Gadis itu duduk di halte bus sendirian. Menghirup udara yang berhembus dingin. Sapuan angin malam terasa menyentuh kulitnya dingin. Matanya tampak berkaca-kaca. Ia tengah menggigit bibirnya sembari menahan tangis yang tertahan di pelupuknya.
Tara, ia sedang melajukan mobilnya di jalanan. Mobilnya melewati halte bus. Sekelebat, matanya menangkap sosok gadis yang didambakannya duduk di sebuah halte. Refleks, dia mengambil rem kuat-kuat dan berhenti secara mendadak. Ia memutuskan untuk turun dari mobilnya dan menghampiri gadis itu.
Duduk di samping gadis itu. Ia menajamkan matanya, menyaksikan air mata gadis itu mengalir di pipinya. Tara duduk terpaku menatap gadis yang mengenakan gaun yang tak kuasa menahan dingin udara malam. Hembusan angin seakan menguliti hidup-hidup malam itu, dan gadis itu hanya mendekap tubuhnya dengan kedua tangannya. Tak bisa menahannya lagi, Tara melepaskan jaketnya, lalu ia selimuti ke tubuh gadis itu.
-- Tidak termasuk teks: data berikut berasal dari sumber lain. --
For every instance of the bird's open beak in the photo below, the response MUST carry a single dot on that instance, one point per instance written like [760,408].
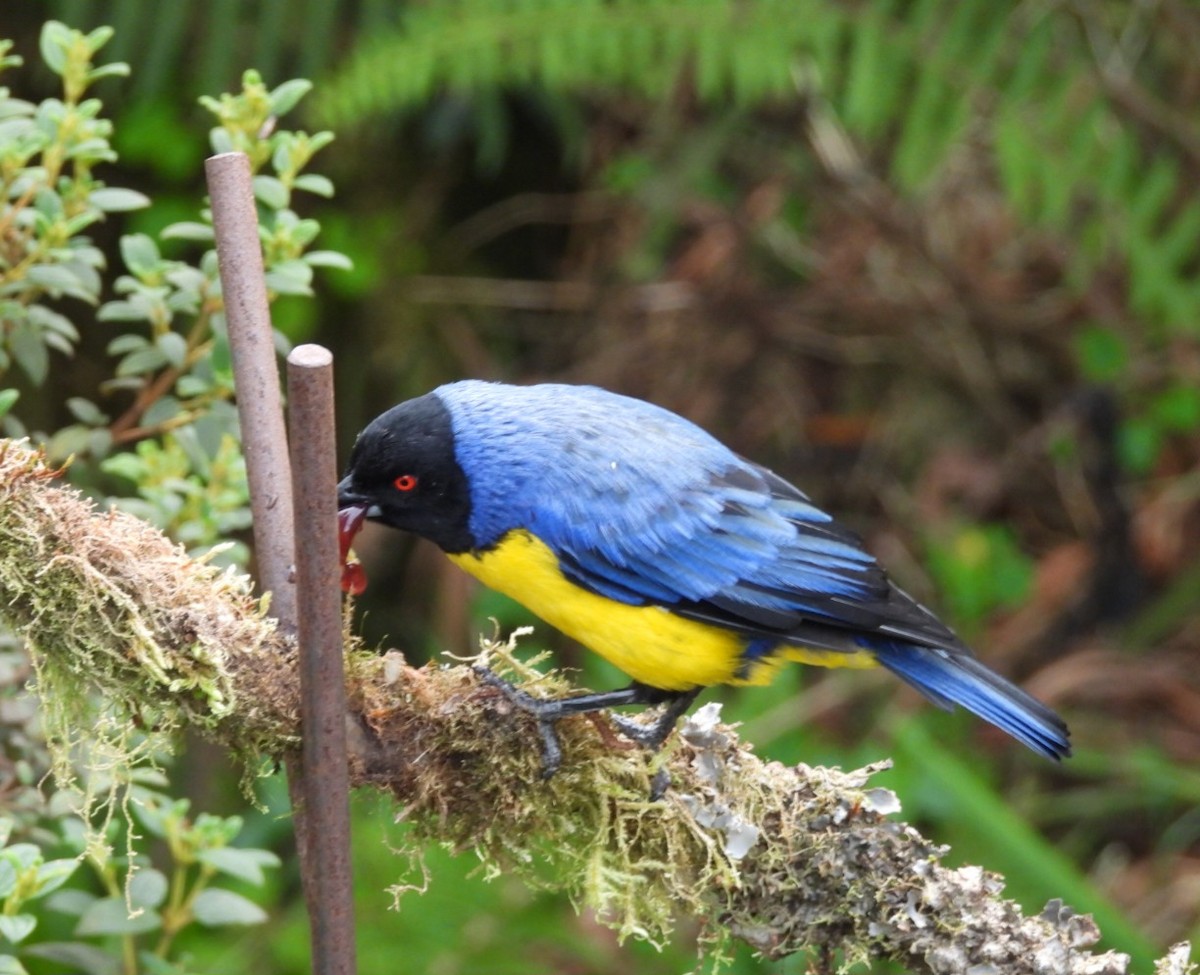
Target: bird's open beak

Gadis itu menoleh ke arha Tara. Matanya menatap Tara dengan pandangan nanar, dimatanya menggambarkan sorot bayangan kekecewaan yang masih membekas. Ia menghapus air matanya. Ia tidak ingin ada orang yang tahu kesedihan hatinya.
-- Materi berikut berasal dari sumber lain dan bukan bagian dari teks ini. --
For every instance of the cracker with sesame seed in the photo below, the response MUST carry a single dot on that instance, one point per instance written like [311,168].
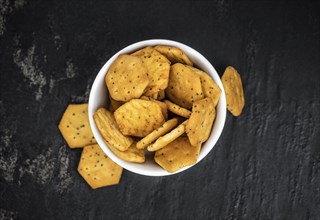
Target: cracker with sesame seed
[177,154]
[155,134]
[139,117]
[168,138]
[97,169]
[232,84]
[162,105]
[74,126]
[127,78]
[161,94]
[158,67]
[209,87]
[200,122]
[174,54]
[132,154]
[177,109]
[184,86]
[109,130]
[114,105]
“Kamu?” suara lirih gadis itu
“Hai, kita bertemu lagi.” Ujar Tara yang sembari mengulas senyum.
“Sedang apa kamu di sini?” Tanya gadis itu menyelidik.
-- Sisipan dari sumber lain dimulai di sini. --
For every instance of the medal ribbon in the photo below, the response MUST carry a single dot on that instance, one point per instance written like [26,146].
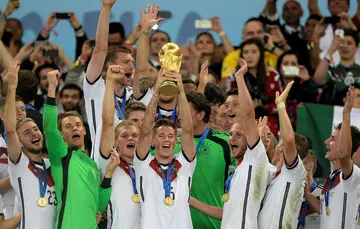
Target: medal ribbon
[173,115]
[5,137]
[166,180]
[132,176]
[329,186]
[202,139]
[305,206]
[42,185]
[228,183]
[29,107]
[120,110]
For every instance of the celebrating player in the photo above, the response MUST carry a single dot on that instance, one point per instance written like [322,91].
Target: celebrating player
[29,172]
[124,201]
[76,176]
[164,181]
[245,187]
[282,201]
[338,205]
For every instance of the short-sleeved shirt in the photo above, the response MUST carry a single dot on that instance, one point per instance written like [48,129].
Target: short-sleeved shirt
[76,176]
[312,218]
[212,169]
[247,190]
[154,211]
[283,198]
[94,96]
[24,180]
[7,197]
[123,212]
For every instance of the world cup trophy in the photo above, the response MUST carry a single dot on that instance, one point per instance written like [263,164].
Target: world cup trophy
[170,60]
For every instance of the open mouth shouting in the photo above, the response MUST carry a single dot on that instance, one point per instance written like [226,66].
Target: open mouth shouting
[130,146]
[76,137]
[36,141]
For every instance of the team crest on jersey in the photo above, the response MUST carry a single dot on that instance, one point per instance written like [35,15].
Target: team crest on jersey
[205,148]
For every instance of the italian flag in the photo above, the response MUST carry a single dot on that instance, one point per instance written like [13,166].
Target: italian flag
[317,122]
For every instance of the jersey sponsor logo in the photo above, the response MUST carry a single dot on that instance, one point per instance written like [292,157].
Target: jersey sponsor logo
[3,155]
[50,182]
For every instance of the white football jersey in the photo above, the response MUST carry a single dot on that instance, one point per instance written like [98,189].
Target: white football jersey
[123,213]
[283,198]
[154,211]
[7,197]
[94,96]
[26,185]
[343,204]
[247,190]
[312,218]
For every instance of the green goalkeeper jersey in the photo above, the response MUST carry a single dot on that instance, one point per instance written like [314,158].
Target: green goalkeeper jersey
[76,176]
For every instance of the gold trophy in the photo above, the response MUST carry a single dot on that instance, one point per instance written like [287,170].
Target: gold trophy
[170,60]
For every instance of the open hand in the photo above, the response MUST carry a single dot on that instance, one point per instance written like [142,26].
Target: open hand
[282,98]
[149,18]
[349,102]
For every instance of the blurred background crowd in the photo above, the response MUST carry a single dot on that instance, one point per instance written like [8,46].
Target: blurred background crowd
[321,55]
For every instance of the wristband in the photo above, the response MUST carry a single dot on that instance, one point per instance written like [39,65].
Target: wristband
[280,105]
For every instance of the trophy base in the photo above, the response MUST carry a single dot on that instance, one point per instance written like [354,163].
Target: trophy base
[169,88]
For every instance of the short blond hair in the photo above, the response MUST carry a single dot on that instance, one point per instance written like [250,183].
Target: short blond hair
[22,122]
[124,123]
“Ehhhh, pertanyaan itu seharusnya kutanyakan padamu. Apa yang sedang kamu lakukan di sini dengan mengenakan gaun itu?”
“Bukan apa-apa. Aku hanya ingin mengenakannya saja.”
“Baiklah… aku mengerti.” Tara melihat kebohongan di mata gadis itu, tapi ia lebih baik diam karena bukan zonanya untuk mencampuri pribadi gadis itu. “Boleh aku menemanimu di sini?”
“Silahkan.” Balas gadis itu.
“Aku Kasih.” jawab gadis itu sembari merengkuh tangan Tara.
“Nama yang indah.” Senyum Tara melebar. “Aku akan senang jika kita bisa bertemu lagi, apa kamu mau?” Ungkap Tara.
“Ya, boleh. Kamu datang saja ke taman di tempat yang sama dengan kemarin.” Ujar Kasih.
“Tapi hari ini, bukan kamu yang bermain di sana.”
“Setiap hari Sabtu aku tidak bermain. Aku hanya ada di sana setiap hari Minggu sampai Jum’at.”
“Ah jadi begitu.”
Busway datang. Kasih beranjak dari tempatnya. Ia menaikkan satu kaki ke atas busway. Badannya ia putar ke arah Tara. “Senang bertemu denganmu, Tara.” Gadis berambut ikal itu pun naik ke bus. Dari barisan belakang jendela bus, Tara bisa melihat gadis itu duduk menatapnya sembari mengulas senyum lebar. Lalu ia melambaikan tangannya, tersenyum padanya. Wajahnya seolah berbinar-binar saat ia tersenyum dan sesuatu mendadak menyengat jantung Tara. Hangat dan bahagia. Dan merasakan hal yang dongkol saat bus itu meninggalkan halte. Ia tak bisa lagi menyaksikan senyum lebar gadis itu.